The role of the angiogenic molecule VEGF in the pathogenesis of rheumatoid arthritis.
Afuwape, A.O., S. Kiriakidis S, E.M. Paleolog. 2002. Histol Histopathol. 17(3):961-72.

“The expansion of the synovial lining of joints in rheumatoid arthritis (RA), and the subsequent invasion by the pannus of underlying cartilage and bone, necessitates an increase in the vascular supply to the synovium, to cope with the increased requirement for oxygen and nutrients. New blood vessel formation - ‘angiogenesis’ - is now recognised as a key event in the formation and maintenance of the pannus in RA. Although many pro-angiogenic factors have been demonstrated to be expressed in RA synovium, the potent pro-angiogenic cytokine vascular endothelial growth factor (VEGF) has been demonstrated to have a central involvement in the angiogenic process in RA. The additional activity of VEGF as a vascular permeability factor may also increase oedema and hence joint swelling in RA. Several studies, including those from the Kennedy Institute of Rheumatology Division, have shown that targeting angiogenesis in animal models of arthritis ameliorates disease…”

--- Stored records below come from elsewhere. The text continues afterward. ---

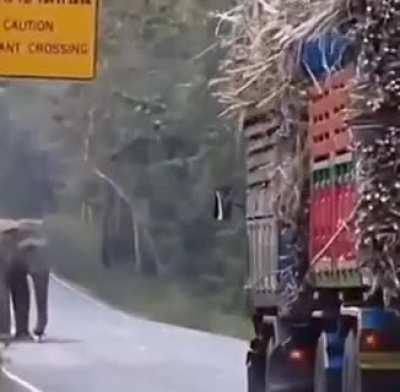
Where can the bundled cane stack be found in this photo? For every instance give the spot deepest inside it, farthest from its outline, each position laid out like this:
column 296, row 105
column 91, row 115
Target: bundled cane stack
column 376, row 126
column 261, row 75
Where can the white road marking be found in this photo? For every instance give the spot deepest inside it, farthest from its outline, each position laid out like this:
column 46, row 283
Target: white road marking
column 25, row 384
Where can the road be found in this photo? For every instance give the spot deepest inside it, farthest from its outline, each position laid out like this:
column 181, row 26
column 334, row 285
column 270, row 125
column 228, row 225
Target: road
column 93, row 347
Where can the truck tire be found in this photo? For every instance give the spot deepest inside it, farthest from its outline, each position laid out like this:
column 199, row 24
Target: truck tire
column 320, row 376
column 270, row 348
column 351, row 375
column 255, row 372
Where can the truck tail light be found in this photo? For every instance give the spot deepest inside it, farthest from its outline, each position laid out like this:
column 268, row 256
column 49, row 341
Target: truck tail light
column 371, row 340
column 296, row 355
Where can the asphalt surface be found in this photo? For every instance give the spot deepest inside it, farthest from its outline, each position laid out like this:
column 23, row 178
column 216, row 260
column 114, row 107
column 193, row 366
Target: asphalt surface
column 93, row 347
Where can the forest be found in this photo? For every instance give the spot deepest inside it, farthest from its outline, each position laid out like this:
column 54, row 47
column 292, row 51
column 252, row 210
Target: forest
column 124, row 168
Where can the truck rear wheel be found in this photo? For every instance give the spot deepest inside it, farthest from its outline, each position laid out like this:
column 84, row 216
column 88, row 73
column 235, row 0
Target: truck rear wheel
column 256, row 359
column 256, row 372
column 320, row 377
column 351, row 375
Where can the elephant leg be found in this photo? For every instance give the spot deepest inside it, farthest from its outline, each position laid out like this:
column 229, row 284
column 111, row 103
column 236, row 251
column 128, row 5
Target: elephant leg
column 5, row 316
column 41, row 287
column 21, row 302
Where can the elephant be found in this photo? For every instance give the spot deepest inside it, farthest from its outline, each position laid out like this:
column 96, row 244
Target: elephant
column 21, row 256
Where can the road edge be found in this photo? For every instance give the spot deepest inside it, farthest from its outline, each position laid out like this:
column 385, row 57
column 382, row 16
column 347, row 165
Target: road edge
column 20, row 381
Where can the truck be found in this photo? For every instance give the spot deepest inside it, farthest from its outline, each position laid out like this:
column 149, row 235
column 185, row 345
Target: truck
column 322, row 281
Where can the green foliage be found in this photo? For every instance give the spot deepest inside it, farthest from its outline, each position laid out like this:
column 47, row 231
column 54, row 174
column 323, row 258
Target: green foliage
column 204, row 305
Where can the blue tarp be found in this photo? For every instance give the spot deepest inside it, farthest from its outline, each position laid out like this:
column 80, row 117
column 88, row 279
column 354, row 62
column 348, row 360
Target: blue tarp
column 323, row 55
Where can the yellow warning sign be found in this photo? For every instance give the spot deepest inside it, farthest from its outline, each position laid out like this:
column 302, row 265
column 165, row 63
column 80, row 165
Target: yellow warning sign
column 48, row 38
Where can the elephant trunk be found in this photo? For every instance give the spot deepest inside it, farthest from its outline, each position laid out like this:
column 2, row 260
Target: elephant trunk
column 21, row 300
column 41, row 288
column 5, row 316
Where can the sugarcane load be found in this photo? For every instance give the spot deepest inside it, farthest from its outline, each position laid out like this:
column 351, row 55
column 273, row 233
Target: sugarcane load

I thought this was interesting, Gilyena (FTY720) works, in part, by inhibiting VEGF-induced vascular permeability.

J Biol Chem. 2003 Nov 21;278(47):47281-90. Epub 2003 Sep 3.
Phosphorylation and action of the immunomodulator FTY720 inhibits vascular endothelial cell growth factor-induced vascular permeability.
Sanchez T, Estrada-Hernandez T, Paik JH, Wu MT, Venkataraman K, Brinkmann V, Claffey K, Hla T.

"...Furthermore, oral FTY720 administration in mice potently blocked VEGF-induced vascular permeability in vivo. These findings suggest that FTY720 or its analogs may find utility in the therapeutic regulation of vascular permeability, an important process in angiogenesis, inflammation, and pathological conditions such as sepsis, hypoxia, and solid tumor growth."